Dans notre pays, la bourgeoisie économique et culturelle est préoccupée par ses prochaines vacances, payer moins d’impôts, trouver la bonne école pour ses enfants ou savoir si elle mange du vrai bio. Beaucoup de citoyens partagent la volonté de réformes en profondeur, savent bien que chacun doit balayer devant sa porte et sont prêts à faire un effort. Mais s’indigner est une chose, agir en est une autre [14]. Reste à savoir à quel moment ces couches favorisées prendront conscience qu’à trop profiter et si peu partager elles risquent de tout perdre. A trop tirer sur la corde des privilèges tout en faisant miroiter l’égalité pour tous, le risque est grand que cet état de fait n’entraîne des mouvements de contestation de grande ampleur et que d’autres forces, beaucoup plus conservatrices, prennent les choses en main. Tant qu’il s’agit de quelques villes petites ou moyennes, cela ne paraît pas trop inquiéter les privilégiés d’aujourd’hui, mais il n’est pas certain qu’ils soient éternellement à l’abri.

 

Photo / © Elenathewise - Fotolia.com

Notes

[1] Dernière année connue à ce niveau de détail.

[2] Voir « La violence des riches. Chronique d’une immense casse sociale », Michel Pinçon, Monique Pinçon-Charlot,Ed. La Découverte, 2013.

[3] Pour une personne seule, après impôts et prestations sociales

[4] Par mois, tous revenus confondus, après impôts.

[5] Voir La crise ou l’art d’échapper à la solidarité, Louis Maurin, Observatoire des inégalités, 22 mai 2013.

[6] Voir notre article Les salaires augmentent avec la taille de l’entreprise.

[7] Il y aurait beaucoup à dire sur les « avantages » des salariés tant sont mis en avant ceux qui ne sont pas toujours les plus importants. Voir Les « avantages » des salariés : privilèges ou acquis sociaux ?, Valérie Schneider, Observatoire des inégalités, 23 mai 2013.

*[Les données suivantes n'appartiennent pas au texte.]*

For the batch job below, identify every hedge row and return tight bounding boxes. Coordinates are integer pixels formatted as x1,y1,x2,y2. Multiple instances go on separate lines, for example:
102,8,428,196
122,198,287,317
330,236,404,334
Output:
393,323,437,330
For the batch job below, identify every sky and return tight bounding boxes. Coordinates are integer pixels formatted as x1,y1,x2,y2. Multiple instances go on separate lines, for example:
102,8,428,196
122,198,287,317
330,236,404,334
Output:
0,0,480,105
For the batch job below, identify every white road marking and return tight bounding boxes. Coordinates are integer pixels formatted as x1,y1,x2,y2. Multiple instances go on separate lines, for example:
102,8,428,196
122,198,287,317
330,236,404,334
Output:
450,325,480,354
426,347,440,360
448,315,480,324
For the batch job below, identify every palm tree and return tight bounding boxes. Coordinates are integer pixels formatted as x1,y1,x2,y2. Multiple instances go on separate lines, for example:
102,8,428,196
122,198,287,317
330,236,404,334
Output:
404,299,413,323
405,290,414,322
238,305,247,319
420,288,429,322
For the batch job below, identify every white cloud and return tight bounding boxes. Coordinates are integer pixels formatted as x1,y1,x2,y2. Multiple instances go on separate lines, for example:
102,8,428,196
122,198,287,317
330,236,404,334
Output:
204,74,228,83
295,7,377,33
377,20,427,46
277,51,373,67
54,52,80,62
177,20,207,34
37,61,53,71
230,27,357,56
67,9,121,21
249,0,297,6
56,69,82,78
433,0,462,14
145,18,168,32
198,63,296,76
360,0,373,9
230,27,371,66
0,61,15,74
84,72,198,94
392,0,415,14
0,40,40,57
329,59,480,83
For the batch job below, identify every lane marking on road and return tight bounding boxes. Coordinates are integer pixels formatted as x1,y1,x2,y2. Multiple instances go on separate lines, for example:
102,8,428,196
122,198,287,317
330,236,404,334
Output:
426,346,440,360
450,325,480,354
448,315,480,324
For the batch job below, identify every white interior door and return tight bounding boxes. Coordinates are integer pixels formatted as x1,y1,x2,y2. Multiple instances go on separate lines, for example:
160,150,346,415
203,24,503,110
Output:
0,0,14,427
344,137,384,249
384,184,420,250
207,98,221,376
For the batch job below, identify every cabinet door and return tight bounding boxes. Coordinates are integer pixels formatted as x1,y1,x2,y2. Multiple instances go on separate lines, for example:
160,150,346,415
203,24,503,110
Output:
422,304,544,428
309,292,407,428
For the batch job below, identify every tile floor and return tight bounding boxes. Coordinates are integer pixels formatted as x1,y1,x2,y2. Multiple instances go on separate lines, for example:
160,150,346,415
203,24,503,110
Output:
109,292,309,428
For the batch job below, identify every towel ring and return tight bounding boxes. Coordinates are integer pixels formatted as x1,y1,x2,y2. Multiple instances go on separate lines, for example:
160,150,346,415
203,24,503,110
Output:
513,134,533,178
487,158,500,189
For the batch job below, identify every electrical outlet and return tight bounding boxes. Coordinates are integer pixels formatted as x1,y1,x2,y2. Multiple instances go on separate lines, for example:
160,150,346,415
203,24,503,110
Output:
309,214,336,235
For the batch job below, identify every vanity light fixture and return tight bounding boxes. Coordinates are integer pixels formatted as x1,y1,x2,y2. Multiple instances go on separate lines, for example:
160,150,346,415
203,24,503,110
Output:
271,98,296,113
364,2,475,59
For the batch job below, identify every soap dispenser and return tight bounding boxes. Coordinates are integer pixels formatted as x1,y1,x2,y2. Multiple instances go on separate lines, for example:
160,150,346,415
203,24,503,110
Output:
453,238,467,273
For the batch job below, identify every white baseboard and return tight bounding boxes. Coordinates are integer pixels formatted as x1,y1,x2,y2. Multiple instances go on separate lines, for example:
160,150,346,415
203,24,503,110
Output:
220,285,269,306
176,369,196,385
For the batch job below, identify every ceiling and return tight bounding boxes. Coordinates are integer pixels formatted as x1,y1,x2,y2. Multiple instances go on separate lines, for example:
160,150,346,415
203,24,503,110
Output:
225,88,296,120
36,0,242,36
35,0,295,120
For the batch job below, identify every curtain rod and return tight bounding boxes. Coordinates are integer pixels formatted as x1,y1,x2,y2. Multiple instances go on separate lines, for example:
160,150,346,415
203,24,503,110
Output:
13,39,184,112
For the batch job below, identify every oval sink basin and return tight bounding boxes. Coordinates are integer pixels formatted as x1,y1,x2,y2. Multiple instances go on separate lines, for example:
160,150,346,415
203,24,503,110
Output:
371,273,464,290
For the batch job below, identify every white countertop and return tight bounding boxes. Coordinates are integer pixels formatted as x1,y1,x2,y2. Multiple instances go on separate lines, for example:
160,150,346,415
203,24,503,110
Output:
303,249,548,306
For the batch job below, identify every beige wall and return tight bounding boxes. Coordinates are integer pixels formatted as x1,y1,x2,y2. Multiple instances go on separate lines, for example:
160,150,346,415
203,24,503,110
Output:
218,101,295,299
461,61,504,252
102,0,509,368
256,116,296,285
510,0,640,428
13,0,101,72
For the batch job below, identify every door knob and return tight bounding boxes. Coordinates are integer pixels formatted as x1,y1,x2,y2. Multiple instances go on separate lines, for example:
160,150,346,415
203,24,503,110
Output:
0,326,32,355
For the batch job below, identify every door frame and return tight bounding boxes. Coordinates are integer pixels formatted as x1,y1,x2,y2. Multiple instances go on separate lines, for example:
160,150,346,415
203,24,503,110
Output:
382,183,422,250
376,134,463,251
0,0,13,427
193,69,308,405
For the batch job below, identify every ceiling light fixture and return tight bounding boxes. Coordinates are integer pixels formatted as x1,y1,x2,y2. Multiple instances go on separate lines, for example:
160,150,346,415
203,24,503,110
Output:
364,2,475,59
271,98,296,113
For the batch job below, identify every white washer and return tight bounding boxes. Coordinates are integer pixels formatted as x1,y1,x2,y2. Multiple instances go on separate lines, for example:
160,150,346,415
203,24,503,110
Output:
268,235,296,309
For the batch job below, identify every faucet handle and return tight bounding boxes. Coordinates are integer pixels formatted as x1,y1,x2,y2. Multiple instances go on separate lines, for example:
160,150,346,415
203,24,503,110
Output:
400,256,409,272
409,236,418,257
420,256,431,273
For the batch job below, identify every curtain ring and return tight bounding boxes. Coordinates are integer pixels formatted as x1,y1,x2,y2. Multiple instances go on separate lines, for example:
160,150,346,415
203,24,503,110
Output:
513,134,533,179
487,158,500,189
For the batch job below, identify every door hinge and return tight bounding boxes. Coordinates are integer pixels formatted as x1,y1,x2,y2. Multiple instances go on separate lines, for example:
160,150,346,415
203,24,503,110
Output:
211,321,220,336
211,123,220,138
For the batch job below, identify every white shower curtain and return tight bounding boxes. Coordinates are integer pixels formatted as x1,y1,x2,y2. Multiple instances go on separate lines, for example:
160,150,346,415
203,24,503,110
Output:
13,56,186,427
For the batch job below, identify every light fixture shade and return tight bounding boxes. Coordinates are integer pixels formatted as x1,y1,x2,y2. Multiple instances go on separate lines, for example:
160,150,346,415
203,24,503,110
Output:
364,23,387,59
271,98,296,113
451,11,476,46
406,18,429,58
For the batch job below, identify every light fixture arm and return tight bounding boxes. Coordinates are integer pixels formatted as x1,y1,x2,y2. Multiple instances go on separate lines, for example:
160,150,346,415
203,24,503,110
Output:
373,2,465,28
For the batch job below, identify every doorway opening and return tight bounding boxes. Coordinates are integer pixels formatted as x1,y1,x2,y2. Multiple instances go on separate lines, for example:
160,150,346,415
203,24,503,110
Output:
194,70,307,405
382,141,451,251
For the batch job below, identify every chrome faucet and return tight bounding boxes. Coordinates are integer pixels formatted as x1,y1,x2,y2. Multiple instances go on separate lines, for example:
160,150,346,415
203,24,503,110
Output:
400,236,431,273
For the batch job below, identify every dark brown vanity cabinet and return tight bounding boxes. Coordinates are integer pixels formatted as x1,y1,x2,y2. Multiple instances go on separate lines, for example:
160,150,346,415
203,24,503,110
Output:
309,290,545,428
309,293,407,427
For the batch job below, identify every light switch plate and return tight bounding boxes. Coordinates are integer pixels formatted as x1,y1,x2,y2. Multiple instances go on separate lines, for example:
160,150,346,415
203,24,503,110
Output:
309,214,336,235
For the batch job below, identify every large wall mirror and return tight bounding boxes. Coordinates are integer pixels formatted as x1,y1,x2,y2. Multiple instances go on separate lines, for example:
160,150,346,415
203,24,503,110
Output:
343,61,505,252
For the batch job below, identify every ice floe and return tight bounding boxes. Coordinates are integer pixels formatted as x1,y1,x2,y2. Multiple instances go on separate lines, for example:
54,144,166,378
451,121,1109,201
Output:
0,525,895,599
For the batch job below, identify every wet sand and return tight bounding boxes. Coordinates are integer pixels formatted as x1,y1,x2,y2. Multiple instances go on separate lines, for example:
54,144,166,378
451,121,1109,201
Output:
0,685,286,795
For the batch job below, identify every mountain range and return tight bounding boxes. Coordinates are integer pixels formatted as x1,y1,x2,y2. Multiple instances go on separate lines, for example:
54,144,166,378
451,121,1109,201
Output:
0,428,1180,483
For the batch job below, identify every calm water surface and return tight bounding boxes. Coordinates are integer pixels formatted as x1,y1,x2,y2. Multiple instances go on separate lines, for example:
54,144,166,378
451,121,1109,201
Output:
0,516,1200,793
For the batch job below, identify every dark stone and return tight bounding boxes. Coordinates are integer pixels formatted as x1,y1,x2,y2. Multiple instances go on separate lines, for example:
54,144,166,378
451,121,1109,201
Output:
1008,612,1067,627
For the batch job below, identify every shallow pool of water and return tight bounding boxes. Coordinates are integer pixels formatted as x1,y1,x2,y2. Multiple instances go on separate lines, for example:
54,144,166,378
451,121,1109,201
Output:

[8] Voir « Les sociétés et leur école, emprise du diplôme et cohésion sociale », François Dubet, Marie Duru-Bellat et Antoine Vérétout, Seuil, 2010.

[9] Ce qui ne veut d’ailleurs pas dire qu’ils réussiront tous, pour peu qu’ils n’entrent pas dans le « moule », leur « échec » est encore plus difficile.

[10] Un revenu minimum sous conditions pour les 18-25 ans.

[11] L’alignement d’une partie de la classe politique sur la théorie du bouc émissaire, au sujet notamment des immigrés et en particulier des Roms a aussi joué.

[12] Une bonne illustration en est donnée dans l’article Quand la France est devenue moche, Télérama n°3135, 10 février 2010.

[13] Voir « La France invisible » par Stéphane Beaud, Jospeh Confavreux, Jade Lindgaard (dir.) Ed. La Découverte, 2006.

[14] Les causes de cette inaction resteraient à développer. Parmi les raisons avancées on trouve notamment le rejet de l’offre politique ou syndicale actuelle et la pression du travail.